The concept of spectral imaging, generating quantitative 2D spatial images over a third spectral dimension to yield a "data cube", has been originally substantiated within fields such as airborne surveillance or satellite imaging, in order to generate spectroscopic data detailing the chemical composition of test areas. Such a configuration might involve focusing a line of incoming signal into an imaging spectrograph where the resulting spectrally dispersed light from that line is cast over an area of the imaging CCD. The airborne craft, and therefore the attached detection system, is "scanned" over the surface of the ground with the CCD operating at a sufficiently fast frame rate, and 3D information is rapidly built up. The data cube can be viewed in two principle ways:a) one can derive a spectrum from any spatial point on the image
Schematic representation of overlapped fluorescent protein emission spectra. Typicallybroad autofluorescence is shown also.
b) one can generate a series of discrete single wavelength images When the spectrum is dispersed over many spectral channels (or pixels in the case of using CCDs), the technique is often called hyper- or multi-spectral imaging. Development of the spectral imaging approach within areas such as surveillance has been continuing for over 20 years, and much of the information learned can be carried over to help solve biological problems.

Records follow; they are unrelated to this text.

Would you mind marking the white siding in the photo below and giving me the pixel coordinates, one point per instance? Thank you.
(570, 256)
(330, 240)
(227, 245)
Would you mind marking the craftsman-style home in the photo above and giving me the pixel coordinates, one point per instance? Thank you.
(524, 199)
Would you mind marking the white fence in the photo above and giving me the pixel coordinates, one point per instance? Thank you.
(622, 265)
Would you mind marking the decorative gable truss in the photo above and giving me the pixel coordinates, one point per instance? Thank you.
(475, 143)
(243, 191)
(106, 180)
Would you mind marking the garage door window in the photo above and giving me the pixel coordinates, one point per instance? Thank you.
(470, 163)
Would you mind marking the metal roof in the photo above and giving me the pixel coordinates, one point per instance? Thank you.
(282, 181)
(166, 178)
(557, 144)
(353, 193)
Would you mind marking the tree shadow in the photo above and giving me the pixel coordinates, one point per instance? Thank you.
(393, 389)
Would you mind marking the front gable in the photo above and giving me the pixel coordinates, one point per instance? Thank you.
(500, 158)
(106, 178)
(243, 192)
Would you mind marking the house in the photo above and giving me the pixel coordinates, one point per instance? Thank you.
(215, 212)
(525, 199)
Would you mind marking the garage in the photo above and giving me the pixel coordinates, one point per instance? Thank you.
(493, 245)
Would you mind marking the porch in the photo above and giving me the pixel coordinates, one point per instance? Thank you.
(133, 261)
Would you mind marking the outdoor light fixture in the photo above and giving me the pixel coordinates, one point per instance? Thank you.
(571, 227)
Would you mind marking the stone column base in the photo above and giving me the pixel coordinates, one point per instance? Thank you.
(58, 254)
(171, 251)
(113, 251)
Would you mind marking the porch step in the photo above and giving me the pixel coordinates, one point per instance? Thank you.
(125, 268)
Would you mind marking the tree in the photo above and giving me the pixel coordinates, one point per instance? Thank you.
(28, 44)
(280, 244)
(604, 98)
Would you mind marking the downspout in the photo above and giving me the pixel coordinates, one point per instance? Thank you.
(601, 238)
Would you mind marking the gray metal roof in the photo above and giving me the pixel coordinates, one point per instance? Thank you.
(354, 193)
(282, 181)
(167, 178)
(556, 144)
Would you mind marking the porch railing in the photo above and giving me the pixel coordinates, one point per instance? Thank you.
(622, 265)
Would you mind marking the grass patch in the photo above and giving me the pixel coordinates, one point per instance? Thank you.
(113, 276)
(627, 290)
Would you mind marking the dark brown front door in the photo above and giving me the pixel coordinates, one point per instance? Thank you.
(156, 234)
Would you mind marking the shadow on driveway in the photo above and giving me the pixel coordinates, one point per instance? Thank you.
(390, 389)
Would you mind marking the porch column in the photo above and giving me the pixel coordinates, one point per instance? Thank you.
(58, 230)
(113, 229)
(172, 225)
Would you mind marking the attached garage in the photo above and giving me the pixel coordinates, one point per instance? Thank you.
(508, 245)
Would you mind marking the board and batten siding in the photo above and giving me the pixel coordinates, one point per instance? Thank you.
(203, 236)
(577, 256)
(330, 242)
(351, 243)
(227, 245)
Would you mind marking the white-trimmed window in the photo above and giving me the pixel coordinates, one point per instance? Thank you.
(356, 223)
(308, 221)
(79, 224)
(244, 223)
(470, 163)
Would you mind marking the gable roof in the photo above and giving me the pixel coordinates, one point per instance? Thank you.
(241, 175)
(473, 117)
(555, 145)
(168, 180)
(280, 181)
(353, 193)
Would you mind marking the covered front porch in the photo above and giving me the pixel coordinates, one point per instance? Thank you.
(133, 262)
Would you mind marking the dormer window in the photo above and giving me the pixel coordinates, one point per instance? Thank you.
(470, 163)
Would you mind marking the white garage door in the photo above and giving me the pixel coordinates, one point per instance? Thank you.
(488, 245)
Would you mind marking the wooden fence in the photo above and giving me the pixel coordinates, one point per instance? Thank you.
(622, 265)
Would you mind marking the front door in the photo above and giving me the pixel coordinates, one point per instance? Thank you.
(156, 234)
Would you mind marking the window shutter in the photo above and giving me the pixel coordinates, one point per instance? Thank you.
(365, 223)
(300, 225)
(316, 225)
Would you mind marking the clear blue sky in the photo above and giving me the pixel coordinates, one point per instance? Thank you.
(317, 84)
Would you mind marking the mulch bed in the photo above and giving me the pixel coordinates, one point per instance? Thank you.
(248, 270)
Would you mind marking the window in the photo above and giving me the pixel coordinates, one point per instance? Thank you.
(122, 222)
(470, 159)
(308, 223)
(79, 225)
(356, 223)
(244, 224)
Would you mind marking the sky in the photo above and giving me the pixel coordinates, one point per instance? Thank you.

Within fluorescence microscopy, particularly on living cells, the concept of multi-spectral imaging is being embraced as a means to collect full and detailed dynamic information from extensively labelled samples. Quantitative spectral "unmixing" algorithms (of which a number exist) can be applied to deconvolve the spectra from each image point into its constituent emitting species and their relative contribution. Importantly, unmixing can be successfully applied to cases where there is significant spectral overlapping of multiple dyes. This facilitates use of fluorescent proteins such as GFP and its most common mutations, CFP, YFP and ds-RED, in techniques such as co-localization and FRET. FRET, by its very nature, is particularly prone to significant spectral "cross-talk". For efficient FRET, there needs to be a significant degree of overlap between the emission spectrum of the donor dye and the absorption spectrum of the acceptor. This condition is often inextricably accompanied by considerable overlie of the two emission spectra, as is the case for the common FRET pair GFP/YFP.
It is possible to carry out successful FRET using a combination of narrow band filters, and split the spectrally distinct images onto either two cameras or adjacent fields of view within the same camera (up to four fields can be achieved at present). Excitation of both donor and acceptor species, and subsequent unmixing from as little as two "filter-based channels" can be executed to minimize effects of cross-talk. This method has the advantage of affording rapid and simultaneous imaging of two or three fluorophores. Where we deal with a greater number of fluorophores however, and especially when they are significantly spectrally overlapped, cross-talk becomes much more of an issue and we require more spectral channels to effectively separate the signals.It is conceivable however, that rather that using narrow band filters to separate signal from closely overlapping fluorophores, we instead perform rapid multi-spectral imaging and collect the full unfiltered emission spectra, followed by unmixing. If this configuration can be realised, better signal to noise images are obtained as we do not have to "throw away" the majority of emitted photons through use of narrow band filters. Furthermore, through spectral imaging and unmixing, we can also separate out and remove any autofluorescence from the sample.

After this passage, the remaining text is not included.